Abstract :
[en] Thesis summary
In the last decade, numerous single-species biofilm reactors of various configurations have been implemented at lab and pilot scale for the production of chemicals and biological products. Compared to their counterparts in submerged cultures, these processes benefit from the specific physiology of biofilms, i.e. high robustness of the microbial system, long-term activity, continuous implementation and low ratio size / productivity. However, the risks of biofouling and the lack of analytical tools for the control and the monitoring of biofilms are obstacles for scale-up strategies. Up to now, single-species biofilm reactors have been mainly confined to the production of metabolites ranging from low (bulk chemicals) to medium (fine chemicals) added values. In this way, there is a need to design efficient single-species biofilm reactors exhibiting good scalability potentials and intended for the production of high added value compounds.
In this work, an experimental single-species biofilm reactor has been designed for the production of target molecules derived from metabolic pathways involved in biofilm physiology. On the basis of these criteria, three biological models having good abilities of biofilm formation and secretion performances were selected :
- the gram positive bacterium Bacillus subtilis for the production of surfactin, a surface active metabolite involved in biofilm formation.
- the filamentous fungus Trichoderma reesei for the production of hydrophobin (HFBII), a surface active protein (7kDa) involved in adhesion process of spores and mycelium on solid surface.

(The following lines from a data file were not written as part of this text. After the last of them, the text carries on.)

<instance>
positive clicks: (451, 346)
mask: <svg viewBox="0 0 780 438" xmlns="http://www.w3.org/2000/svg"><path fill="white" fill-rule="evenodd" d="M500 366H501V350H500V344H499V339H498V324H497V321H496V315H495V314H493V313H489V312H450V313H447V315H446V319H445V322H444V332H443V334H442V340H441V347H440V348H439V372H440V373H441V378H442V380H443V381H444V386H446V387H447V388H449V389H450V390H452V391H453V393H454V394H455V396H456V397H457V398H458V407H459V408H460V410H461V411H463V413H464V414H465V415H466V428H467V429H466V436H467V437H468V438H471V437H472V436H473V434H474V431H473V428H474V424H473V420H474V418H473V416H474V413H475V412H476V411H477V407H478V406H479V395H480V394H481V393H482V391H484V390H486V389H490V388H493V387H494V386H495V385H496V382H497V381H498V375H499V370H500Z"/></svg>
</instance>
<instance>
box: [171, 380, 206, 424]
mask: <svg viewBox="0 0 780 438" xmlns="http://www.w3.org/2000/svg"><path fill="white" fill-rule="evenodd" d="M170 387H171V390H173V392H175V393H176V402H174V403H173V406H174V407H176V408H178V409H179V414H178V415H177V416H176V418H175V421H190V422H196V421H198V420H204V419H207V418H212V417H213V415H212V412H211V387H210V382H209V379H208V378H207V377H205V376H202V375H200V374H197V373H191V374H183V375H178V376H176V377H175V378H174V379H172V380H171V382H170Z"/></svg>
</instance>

- the filamentous fungus Aspergillus oryaze (engineered strain) for the production of a recombinant protein (Gla::GFP) under the control of the glaB promoter specifically activated in solid-state fermentation.
The proposed experimental biofilm reactor has the configuration of a trickle-bed bioreactor. The agitation axis of a stirred tank reactor has been removed and replaced by a stainless steel structured packing filling the top of the vessel. The liquid medium, located in the bottom of the vessel is continuously recirculated on the packing element thanks to a peristaltic pump. An ascending air flow is performed above the liquid phase just under the packing element.
This thesis reports the screening of the three biological models in the experimental biofilm reactor. The results include the characterization of process performances in terms of biofilm formation and secretion of the target molecule under different operating conditions.
An original methodology based on high energy X-ray tomography has been developed to non-invasively visualize and quantify the biofilm colonization inside the packing element. This technique has highlighted that biofilm colonization and liquid phase distribution across the packing are strongly interrelated phenomena. The biofilm of B. subtilis occurring by cell aggregation preferentially developed on solid areas wetted by the liquid. Accordingly, optimal operating conditions improving liquid phase distribution have been defined for biofilm colonization. The fungal biofilm of A. oryzae and T. reesei occuring by cell filamentation equally colonize submerged and aerial surfaces of the packing element. Consequently, another configuration of biofilm reactor comprising a packing element totally immersed in the liquid medium has been investigated. The production yields of surfactin and hydrophobin in the experimental biofilm reactor are respectively 1.25 and 2.64 times greater than those of a submerged culture in a stirred tank reactor. This suggests that surface-active molecules involved in biofilm formation have a real interest for the design of single-species biofilm reactors. Although the Gla::GFP fusion protein is greater produced in the stirred tank culture, its integrity was preserved in the biofilm reactor despite the presence of proteases. This suggests that the quality and the stability of heterologous proteins produced in a fungal biofilm reactor are improved compared with a submerged culture. Finally, the implementation of the biofilm reactor has led to technological progresses including low energy consumption, no foam formation, continuous processing and simplification of downstream process operations.
Further experiments should deepen the understanding of structured phenotypic heterogeneity impact on secretion performances in the biofilm reactor. These experiments should consider development of operating conditions allowing for the growth of a thin biofilm homogeneously distributed on the whole surface provided by the packing element in order to optimize nutrients and metabolites mass transfers. The scale-up and the continuous implementation of the process should be also investigated.